PTTP’s cancellation caught concertgoers as well as the city off guard.
“The concert was approved and … we were moving forward until the event host for the Power to the Peaceful decided to cancel,” Rec and Park spokeswoman Connie Chan wrote in an email.
Representatives for event promoter Guerrilla Marketing did not respond to emails or a telephone message this week. Nor did Franti or his people say hey to the San Francisco Examiner when the newspaper came calling this week.
It’s unclear how Rec and Park arrived at the $94,000 figure. Hardly Strictly Bluegrass, by comparison, paid $130,000 in fees to use more of the park for longer hours and on more days, according to Chan, who sounded apologetic about the decision to charge for what once was a free show.

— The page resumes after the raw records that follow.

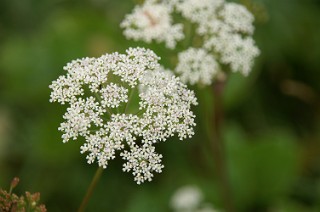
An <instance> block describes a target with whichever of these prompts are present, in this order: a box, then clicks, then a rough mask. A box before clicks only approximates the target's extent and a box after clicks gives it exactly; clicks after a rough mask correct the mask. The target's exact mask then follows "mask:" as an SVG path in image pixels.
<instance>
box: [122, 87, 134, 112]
mask: <svg viewBox="0 0 320 212" xmlns="http://www.w3.org/2000/svg"><path fill="white" fill-rule="evenodd" d="M134 90H135V88H131V90H130V94H129V98H128V101H127V103H126V106H125V108H124V113H126V112H127V110H128V106H129V102H130V101H131V99H132V96H133V93H134Z"/></svg>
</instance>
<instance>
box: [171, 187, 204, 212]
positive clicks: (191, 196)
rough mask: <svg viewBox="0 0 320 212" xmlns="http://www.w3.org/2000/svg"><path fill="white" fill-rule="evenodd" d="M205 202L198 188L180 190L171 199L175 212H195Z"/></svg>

“While we support community events that are free and open to the public, we also have to balance the demands to ensure public safety and minimize neighborhood impact,” said Chan, who added that Outside Lands, by contrast, paid $1.45 million for its 2011 shows.
Is this fair? We don’t yet know: Cost estimates for other free concerts in the park, like Top 40 radio station Alice’s “Summerthing,” were not available.
We recall placidly bouncing a beach ball with tens of thousands of our newest friends without incident at past Powers to the Peacefuls, but apparently organization was not the promoters’ strong suit.
In addition to being ill-suited and ill-prepared for the crushing crowd, an issue with vendor control led vendor vehicles to wander aimlessly about the park in 2010, according to the staff report, and Park Patrol officials wrote of a Sunday morning cleanup crew that showed up an hour past the prescribed start-time, according to the report.
Park Patrol also had issues with alcohol at the 2010 shindig: the staff report complains of underage drinking and too many concertgoers hauling coolers to the meadow for the afternoon.
The new, canceled Power to the Peaceful was to feature drink tokens, trained beer vendors who would untap kegs no later than 4 p.m., and a strict no outside alcohol policy, the report said.
In other words, a much different scene.
Franti is still a fine draw: the musician played an epic set at this year’s Gaia Festival last weekend in Mendocino County. He’ll also be performing at the SF Giants first annual yoga day September 5, and is a one of the owners of in Soulshine, a “villa, retreat oasis and cafe” in Ubud, Bali.